Chamei a "chefia" num canto e disse que esse assunto seria tratado na competência de seu falecido pai. Que fique esperto! Se ele, a "chefia" não resolvesse, o pai dele resolveria sem pestanejar.

E de fato, foi um Deus nos acuda! A coisa pipocou por toda a Vila.

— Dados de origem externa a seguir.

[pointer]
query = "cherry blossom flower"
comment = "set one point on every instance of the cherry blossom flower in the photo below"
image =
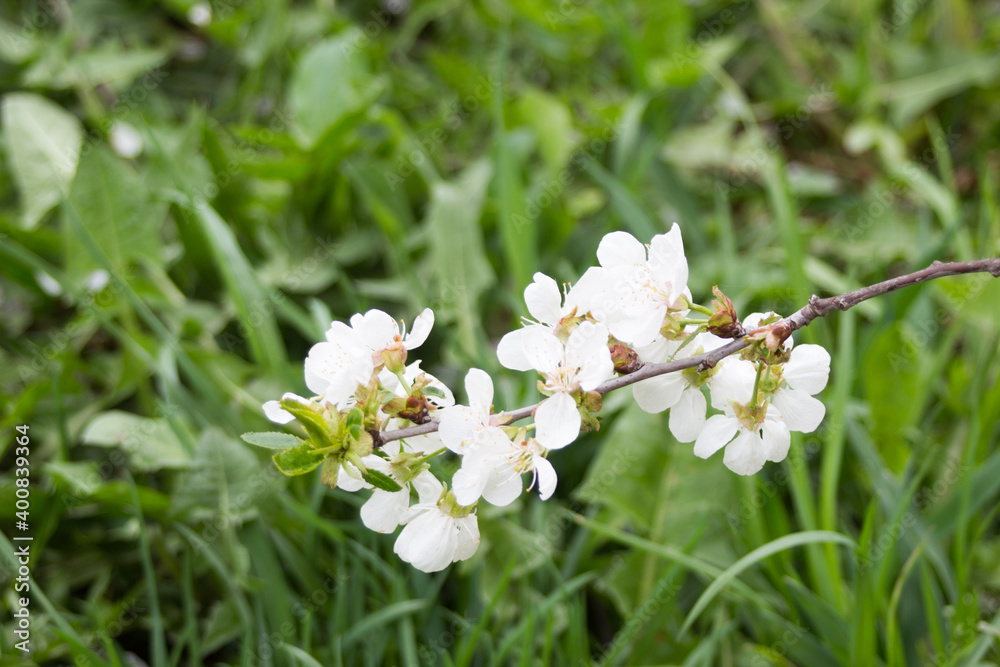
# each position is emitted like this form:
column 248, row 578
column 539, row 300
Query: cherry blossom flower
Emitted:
column 641, row 290
column 493, row 466
column 551, row 311
column 438, row 531
column 581, row 363
column 680, row 392
column 461, row 425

No outro dia, os meninos vieram em peso na porta de casa. Pediram bolo, refrigerante, água e, como sempre, dei a todos como se nada tivesse acontecido. Um deles veio falar comigo. Olhando no olho do jovem, eu disse: "sabe meu amigo, o que machuca não é o roubo não, é saber que quem fez isso é gente que eu quero bem e cuido. Isso é que machuca, mas eu sei que tem jeito. Os que pularam aqui podem mudar, mas quem mandou fazer isso, infelizmente não tem solução." Referia-me a um cidadão maior de idade usuário de crack, o suspeito do feito!

Ele respondeu-me como olhar firme:" se depender dos que pularam tem jeito sim!"

Decidi viajar novamente e, desta vez, limitei-me, com muita resistência, a colocar apenas espetos no muro. A casa ainda estava sem grades.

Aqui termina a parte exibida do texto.